Der Bürgermeister hat dort mit seinem Amtskollegen Vlastimil Gabrhl über Europa gesprochen. „Er sieht das Thema der Vertreibungen aus tschechischer Perspektive“, räumt Schreiber ein. Die Atmosphäre war angespannt – doch als die Weiler klargestellt haben, dass sie keine alten Gebietsansprüche geltend machen wollten, entspannte sich das Klima. Gemeinsam sprach man über Europa, klagte über die Brüsseler Bürokratie – und hatte so ein verbindendes Thema gefunden. „Der Kollege hat für die Altstadtsanierung auch EU-Gelder bekommen“, schmunzelt Schreiber.

Das eigentliche Ziel der Reise waren aber Tasswitz mit seinen 1400 Einwohnern und die umgebenden Orte. Mit dem Amtskollegen Josef Sabacek gab es einen herzlichen Austausch. „Sie verstehen, was wir wollen“, erzählt der Weiler Schultes, „weil sie die Vergangenheit ihrer Stadt gut kennen.“ Besonders bewegend war dann der Besuch der alten Heimat. Josef Seethaler hat im Dorf Moskowitz sogar sein Jugendhaus besucht, das zum Glück gut in Schuss war und nicht zerfallen wie andere. „Das hier war unser Haus“, sagte er zu seinen Mitreisenden. Inzwischen wohnen dort andere Menschen und haben ihre Heimat gefunden. Doch Seethaler waren viele Straßenzüge und Plätze aus der Jugend vertraut. Viele der einst herrlichen Landwirtschafts-Anwesen liegen allerdings brach, 40 Jahre Sozialismus haben ihre Spuren hinterlassen. „Eigentlich war es ein fruchtbares Land“, sagte Seethaler mit etwas Wehmut, sogar Weinbau hat eine Tradition.
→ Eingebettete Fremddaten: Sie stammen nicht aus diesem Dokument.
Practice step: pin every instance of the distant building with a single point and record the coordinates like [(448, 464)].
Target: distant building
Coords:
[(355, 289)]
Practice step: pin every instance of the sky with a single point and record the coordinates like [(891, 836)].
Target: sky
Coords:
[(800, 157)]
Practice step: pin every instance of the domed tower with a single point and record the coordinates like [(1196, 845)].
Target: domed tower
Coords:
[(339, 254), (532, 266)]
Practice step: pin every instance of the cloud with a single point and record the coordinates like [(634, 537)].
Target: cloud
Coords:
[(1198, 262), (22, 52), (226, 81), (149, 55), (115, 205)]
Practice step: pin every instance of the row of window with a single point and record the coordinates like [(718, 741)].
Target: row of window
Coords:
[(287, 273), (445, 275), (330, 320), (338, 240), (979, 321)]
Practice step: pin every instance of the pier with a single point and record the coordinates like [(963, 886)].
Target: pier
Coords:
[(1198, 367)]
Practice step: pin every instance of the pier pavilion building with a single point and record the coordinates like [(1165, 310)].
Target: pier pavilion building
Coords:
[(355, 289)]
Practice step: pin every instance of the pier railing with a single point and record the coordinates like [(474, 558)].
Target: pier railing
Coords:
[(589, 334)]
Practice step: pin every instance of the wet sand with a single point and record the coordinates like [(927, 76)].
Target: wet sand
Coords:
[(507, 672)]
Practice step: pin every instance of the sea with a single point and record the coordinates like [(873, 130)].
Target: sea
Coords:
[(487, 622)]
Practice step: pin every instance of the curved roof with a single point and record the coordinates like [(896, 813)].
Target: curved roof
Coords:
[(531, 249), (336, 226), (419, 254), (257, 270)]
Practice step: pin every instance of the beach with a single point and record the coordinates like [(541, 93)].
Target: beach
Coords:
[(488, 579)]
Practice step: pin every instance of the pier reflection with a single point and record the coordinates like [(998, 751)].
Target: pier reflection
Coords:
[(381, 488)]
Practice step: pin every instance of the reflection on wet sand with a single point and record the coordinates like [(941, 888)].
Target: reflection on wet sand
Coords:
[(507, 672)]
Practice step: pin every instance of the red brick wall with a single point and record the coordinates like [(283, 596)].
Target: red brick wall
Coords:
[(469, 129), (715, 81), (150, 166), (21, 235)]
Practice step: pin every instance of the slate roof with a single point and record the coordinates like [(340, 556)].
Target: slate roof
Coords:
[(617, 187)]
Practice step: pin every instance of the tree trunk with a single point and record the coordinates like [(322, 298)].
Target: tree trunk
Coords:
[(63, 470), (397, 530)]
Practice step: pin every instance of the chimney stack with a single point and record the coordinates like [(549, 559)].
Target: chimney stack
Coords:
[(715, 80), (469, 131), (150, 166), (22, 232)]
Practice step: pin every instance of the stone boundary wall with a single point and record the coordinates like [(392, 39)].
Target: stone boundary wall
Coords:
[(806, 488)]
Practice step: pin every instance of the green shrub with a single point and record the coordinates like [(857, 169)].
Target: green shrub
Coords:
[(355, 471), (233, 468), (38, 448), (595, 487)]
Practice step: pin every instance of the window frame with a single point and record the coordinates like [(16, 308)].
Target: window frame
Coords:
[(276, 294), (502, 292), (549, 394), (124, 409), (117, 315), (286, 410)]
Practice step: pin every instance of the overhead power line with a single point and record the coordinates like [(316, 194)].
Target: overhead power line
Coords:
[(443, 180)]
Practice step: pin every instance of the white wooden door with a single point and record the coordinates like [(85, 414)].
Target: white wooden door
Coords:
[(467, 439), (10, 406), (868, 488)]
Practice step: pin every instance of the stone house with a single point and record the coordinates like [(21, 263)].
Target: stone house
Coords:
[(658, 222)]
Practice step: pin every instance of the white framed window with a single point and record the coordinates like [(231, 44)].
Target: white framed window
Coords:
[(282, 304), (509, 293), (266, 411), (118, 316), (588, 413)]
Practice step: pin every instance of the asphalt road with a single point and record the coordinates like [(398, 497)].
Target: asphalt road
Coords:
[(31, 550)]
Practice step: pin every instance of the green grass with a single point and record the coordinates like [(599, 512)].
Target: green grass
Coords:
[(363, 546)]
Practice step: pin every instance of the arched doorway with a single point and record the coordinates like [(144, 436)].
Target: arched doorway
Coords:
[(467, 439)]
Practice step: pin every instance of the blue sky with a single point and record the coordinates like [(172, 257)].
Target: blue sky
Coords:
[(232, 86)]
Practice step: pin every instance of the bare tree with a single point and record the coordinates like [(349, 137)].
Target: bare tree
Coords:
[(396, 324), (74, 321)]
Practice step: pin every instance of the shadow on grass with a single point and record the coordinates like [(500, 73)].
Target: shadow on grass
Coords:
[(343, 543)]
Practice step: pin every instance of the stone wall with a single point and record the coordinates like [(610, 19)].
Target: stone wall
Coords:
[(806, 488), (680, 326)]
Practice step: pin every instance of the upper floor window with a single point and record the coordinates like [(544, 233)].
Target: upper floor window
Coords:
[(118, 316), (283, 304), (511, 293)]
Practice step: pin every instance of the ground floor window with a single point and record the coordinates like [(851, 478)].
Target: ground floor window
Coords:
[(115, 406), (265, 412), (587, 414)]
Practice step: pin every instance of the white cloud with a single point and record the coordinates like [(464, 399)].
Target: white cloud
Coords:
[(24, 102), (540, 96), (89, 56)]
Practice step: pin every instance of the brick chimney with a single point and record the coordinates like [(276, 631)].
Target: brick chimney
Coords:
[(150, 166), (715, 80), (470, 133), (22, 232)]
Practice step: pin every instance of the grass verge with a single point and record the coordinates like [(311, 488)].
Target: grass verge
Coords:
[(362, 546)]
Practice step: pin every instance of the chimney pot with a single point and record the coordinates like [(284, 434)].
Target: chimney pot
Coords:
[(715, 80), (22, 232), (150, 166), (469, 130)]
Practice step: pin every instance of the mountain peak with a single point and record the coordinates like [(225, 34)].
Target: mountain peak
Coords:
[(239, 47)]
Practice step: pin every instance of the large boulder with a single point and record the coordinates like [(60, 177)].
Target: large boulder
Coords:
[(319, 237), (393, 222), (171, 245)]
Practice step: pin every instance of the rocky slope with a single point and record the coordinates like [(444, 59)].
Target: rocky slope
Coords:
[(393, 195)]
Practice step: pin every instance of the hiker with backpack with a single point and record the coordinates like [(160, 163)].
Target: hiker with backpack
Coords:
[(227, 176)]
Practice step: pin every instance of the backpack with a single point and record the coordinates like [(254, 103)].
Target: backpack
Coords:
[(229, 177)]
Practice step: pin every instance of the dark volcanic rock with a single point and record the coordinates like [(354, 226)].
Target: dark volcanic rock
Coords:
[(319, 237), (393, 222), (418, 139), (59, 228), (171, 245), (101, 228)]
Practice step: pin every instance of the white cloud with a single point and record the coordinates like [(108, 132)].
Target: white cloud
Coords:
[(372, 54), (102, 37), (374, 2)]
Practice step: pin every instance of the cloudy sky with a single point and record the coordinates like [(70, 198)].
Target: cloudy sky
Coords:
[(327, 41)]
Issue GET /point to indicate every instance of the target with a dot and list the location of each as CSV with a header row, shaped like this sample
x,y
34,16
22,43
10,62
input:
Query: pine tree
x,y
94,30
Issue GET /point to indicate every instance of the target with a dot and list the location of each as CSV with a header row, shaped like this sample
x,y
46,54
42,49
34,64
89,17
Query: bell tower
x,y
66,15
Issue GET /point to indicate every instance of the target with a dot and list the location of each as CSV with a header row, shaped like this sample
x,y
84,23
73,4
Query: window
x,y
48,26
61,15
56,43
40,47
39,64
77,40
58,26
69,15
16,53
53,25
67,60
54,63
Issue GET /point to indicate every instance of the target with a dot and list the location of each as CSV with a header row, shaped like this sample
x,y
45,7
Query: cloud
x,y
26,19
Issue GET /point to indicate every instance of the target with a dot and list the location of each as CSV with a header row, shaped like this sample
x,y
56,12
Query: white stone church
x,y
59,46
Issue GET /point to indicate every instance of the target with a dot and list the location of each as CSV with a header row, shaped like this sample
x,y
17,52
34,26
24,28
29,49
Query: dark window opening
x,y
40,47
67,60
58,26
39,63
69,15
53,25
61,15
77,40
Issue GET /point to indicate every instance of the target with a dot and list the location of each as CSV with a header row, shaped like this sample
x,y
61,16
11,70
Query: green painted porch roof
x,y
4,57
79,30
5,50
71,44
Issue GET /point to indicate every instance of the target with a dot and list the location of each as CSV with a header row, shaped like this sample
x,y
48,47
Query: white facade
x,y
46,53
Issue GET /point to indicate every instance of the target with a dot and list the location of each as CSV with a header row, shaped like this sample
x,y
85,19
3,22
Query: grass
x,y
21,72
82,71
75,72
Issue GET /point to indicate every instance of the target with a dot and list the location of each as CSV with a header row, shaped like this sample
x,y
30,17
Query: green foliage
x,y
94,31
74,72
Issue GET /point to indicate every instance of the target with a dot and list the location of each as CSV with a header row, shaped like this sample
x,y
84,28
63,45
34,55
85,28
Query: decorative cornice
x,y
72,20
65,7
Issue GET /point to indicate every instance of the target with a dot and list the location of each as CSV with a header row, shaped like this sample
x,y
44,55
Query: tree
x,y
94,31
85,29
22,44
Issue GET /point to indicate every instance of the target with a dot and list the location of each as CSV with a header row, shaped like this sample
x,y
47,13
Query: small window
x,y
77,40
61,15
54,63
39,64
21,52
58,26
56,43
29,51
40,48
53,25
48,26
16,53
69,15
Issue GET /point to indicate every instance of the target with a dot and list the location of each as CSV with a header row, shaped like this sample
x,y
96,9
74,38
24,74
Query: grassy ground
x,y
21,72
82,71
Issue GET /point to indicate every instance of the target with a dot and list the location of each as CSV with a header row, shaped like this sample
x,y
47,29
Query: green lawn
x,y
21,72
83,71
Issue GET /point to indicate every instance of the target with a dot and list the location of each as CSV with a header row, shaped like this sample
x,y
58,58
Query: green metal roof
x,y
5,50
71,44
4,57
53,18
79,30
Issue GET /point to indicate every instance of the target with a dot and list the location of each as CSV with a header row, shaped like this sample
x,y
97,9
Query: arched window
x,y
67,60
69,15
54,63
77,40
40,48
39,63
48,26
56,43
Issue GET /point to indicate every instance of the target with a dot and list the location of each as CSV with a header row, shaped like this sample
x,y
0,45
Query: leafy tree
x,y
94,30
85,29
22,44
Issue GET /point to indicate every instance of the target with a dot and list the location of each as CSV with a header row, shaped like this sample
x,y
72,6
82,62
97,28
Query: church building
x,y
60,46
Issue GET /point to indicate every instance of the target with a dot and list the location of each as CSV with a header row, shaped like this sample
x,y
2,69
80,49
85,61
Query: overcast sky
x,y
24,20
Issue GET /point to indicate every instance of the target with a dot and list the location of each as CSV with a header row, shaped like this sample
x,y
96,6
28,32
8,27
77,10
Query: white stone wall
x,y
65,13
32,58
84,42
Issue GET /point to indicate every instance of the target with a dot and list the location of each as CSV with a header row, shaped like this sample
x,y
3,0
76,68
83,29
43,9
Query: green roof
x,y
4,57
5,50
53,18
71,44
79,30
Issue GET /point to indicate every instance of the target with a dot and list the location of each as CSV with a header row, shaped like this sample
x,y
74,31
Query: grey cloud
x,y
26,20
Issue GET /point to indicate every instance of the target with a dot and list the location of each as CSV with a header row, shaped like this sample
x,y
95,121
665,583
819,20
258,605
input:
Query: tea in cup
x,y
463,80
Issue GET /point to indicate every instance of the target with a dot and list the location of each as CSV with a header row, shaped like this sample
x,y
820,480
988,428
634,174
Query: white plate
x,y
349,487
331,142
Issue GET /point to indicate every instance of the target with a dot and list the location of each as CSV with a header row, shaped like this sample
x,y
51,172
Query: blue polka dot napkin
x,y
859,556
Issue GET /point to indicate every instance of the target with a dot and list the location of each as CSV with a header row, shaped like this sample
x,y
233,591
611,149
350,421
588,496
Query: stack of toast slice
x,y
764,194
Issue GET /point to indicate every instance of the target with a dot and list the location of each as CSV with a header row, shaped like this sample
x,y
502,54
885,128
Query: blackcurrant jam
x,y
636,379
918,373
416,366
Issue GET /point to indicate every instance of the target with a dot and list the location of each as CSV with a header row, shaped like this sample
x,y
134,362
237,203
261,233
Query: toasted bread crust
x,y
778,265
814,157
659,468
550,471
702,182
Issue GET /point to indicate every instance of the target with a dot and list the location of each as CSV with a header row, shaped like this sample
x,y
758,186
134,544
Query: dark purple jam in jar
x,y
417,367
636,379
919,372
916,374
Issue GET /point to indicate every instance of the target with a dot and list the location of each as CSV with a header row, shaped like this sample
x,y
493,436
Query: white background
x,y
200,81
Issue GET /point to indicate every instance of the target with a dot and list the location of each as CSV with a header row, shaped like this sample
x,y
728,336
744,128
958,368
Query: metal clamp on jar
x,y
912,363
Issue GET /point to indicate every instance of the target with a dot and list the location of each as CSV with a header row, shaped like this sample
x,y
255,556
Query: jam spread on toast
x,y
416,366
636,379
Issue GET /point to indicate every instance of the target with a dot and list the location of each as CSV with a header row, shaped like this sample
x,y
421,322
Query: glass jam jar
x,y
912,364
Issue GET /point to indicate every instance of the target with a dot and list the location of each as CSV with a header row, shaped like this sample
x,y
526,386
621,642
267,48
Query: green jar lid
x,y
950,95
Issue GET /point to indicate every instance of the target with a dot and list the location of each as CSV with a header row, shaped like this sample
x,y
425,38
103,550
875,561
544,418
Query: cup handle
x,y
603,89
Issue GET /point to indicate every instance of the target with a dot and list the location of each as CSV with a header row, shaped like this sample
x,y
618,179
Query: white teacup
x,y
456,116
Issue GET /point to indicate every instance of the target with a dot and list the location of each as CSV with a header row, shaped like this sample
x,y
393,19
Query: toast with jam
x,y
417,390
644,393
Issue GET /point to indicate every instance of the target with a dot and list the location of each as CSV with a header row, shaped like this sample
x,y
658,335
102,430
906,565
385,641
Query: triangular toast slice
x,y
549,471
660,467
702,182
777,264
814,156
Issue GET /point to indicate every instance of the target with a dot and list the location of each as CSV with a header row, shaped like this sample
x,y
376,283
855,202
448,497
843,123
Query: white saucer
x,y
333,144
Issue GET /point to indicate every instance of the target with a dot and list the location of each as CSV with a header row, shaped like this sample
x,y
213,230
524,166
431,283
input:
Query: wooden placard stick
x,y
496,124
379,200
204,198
Die Vergangenheit wollen auch die Vertriebenen ruhen lassen, Revanchegelüste sind ihnen fremd. Aber die Erinnerung wach halten an die alte Heimat, das ist ihnen wichtig. Und so sind Gesten wie die der benachbarten Stadt Brünn wichtig – der dortige Stadtrat hat sich für den sogenannten „Blutmarsch von Brünn“ entschuldigt – bei der Vertreibung sind viele deutschstämmige Südmährer gestorben. „Das ist eine Geste, die sehr gut ankommt“, freut sich auch der Bürgermeister. So geht von der Reise ein versöhnliches Signal aus.